MHP Genel Başkanı Devlet Bahçeli, PKK’nın 5-7 Mayıs 2025’te aldığı fesih ve silah bırakma kararına ilişkin yaptığı açıklamayla, Türkiye’nin 47 yıllık terörle mücadelesinde bir dönemin sona erdiğini ilan etti. “Türk vatanında barış tohumları çiçek açtı,” diyerek umut aşılayan Bahçeli, Türk-Kürt kardeşliğinin hiçbir gücün bozamayacağı bir bağ olduğunu vurguladı. Terörsüz Türkiye hedefine ulaşıldığını belirten Bahçeli, Cumhurbaşkanı Erdoğan’a, Türk Silahlı Kuvvetleri’ne ve Abdullah Öcalan’a teşekkür ederken, silah teslim süreci ve YPG denetimi gibi adımların titizlikle yönetilmesi gerektiğini söyledi. İşte Bahçeli’nin açıklamaları…
Kanlı Sayfanın Kapanışı
Bahçeli, PKK’nın fesih kararını, “47 yıldır ihanetle yazılan kanlı sayfa bir daha açılmamak üzere kapanacak,” sözleriyle değerlendirdi. 27 Kasım 1978’de kurulan ve 15 Ağustos 1984’te ilk silahlı eylemini gerçekleştiren PKK’nın, Öcalan’ın 27 Şubat 2025 çağrısına uyarak silah bıraktığını hatırlattı. Bu tarihi gelişmenin, siyaset ve demokrasinin önünü açarak silahlı çatışmayı acı bir hatıraya dönüştüreceğini ifade etti. “Bugün kazanan barış, demokrasi ve Türk milletidir,” diyerek, zaferi millete mal etti.

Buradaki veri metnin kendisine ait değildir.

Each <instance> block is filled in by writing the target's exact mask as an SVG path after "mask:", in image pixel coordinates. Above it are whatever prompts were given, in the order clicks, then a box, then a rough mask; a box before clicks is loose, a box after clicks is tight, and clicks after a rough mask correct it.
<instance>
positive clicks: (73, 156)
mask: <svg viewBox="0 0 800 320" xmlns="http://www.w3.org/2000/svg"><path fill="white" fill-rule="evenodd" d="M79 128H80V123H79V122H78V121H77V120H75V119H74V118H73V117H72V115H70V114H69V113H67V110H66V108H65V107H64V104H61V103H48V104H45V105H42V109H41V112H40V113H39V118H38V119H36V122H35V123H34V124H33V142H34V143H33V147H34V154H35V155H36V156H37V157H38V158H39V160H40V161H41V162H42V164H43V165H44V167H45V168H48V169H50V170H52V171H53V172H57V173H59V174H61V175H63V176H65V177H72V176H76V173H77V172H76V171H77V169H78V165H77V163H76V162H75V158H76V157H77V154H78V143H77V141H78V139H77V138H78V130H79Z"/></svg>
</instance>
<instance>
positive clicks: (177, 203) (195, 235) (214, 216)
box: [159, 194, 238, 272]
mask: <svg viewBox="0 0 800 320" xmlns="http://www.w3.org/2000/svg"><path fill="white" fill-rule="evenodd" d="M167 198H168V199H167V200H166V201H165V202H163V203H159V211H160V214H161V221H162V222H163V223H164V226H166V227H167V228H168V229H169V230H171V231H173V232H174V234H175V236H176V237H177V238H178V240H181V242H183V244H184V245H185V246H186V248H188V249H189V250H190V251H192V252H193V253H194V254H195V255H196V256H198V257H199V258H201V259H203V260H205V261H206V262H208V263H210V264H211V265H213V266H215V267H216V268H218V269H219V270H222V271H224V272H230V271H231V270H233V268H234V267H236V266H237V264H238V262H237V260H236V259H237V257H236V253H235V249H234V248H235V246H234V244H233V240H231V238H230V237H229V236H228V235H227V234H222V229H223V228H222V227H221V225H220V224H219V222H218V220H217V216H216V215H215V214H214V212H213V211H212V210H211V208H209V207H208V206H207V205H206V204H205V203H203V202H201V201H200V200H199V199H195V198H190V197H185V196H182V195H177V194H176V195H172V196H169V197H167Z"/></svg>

Türk-Kürt Kardeşliği: Ezelden Ebede Birlik
Bahçeli, konuşmasında Türk ve Kürt halklarının bin yıllık kardeşliğine vurgu yaptı. “Türk’ün Kürt’e, Kürt’ün Türk’e muhabbeti, milletimizin ruhunda birleşti,” diyerek, hiçbir ayrılığın bu bağı koparamayacağını söyledi. Türkiye’nin inkâr, asimilasyon ya da soykırım gibi suçlarla anılmadığını, vatanın her bireyin namusu olduğunu belirtti. “Bu ülke hepimizindir,” mesajıyla, Malazgirt’ten bugüne uzanan ortak kaderi hatırlattı. Barışın bölge ve dünya için de umut ışığı olduğunu ekledi.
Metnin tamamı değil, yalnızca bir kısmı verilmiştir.